Published:March 24, 2022DOI:https://doi.org/10.1016/j.apnu.2022.03.008

      Highlights

      • Online post-master’s PMHNP certificate programs can be efficient and effective in increasing access to mental health.
      • Nurse practitioners with education and certification in more than one population foci are likely to merge the competencies in practice.
      • Rural mental health care workforce retention can be achieved by recruiting nurse practitioners who are already committed to rural living.
      • Long-term sustainability requires competent educators to teach NP students how to identify and address health disparities, and monitor impact.

      Abstract

      To address a growing need for primary care nurse practitioners to provide mental health care, grant support was obtained to create an accelerated online post-master's psychiatric-mental health nurse practitioner (PMHNP) program.

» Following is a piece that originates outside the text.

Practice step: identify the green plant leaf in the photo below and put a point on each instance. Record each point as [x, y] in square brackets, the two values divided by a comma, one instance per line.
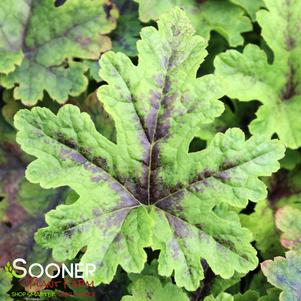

A participatory evidence-informed framework (PEPPA-Plus) was used to 1) evaluate the program structures and processes from the perspectives of program graduates, and within this context, to evaluate outcomes following graduation, and 2) to evaluate the impact of the program through the implementation of the dual nurse practitioner role. Approximately half (56%) of the graduates completed a 40-item web-based survey. Ninety-nine percent of those who had taken the PMHNP exam were certified as PMHNPs, 99% were dually certified as primary care NPs, 86% reported that their scope of practice had changed to include the delivery of more mental health care services, and 27% were providing both mental and physical health care in integrated care settings. The vast majority (90%) reported a moderate to very high level of confidence in their PMHNP competency, 60% were teaching psychiatric-mental health nursing as preceptors, educators, or new program directors and 29% were providing care in communities with <50,000 residents. Over half of the graduates were committed to staying in their current practice position for at least the next five years. These findings demonstrate the success of the online program in producing graduates who utilize dual NP competencies in practice, at least 25% of whom are treating populations in non-urban settings, in integrated care settings, and treating populations with high social and environmental risk factors.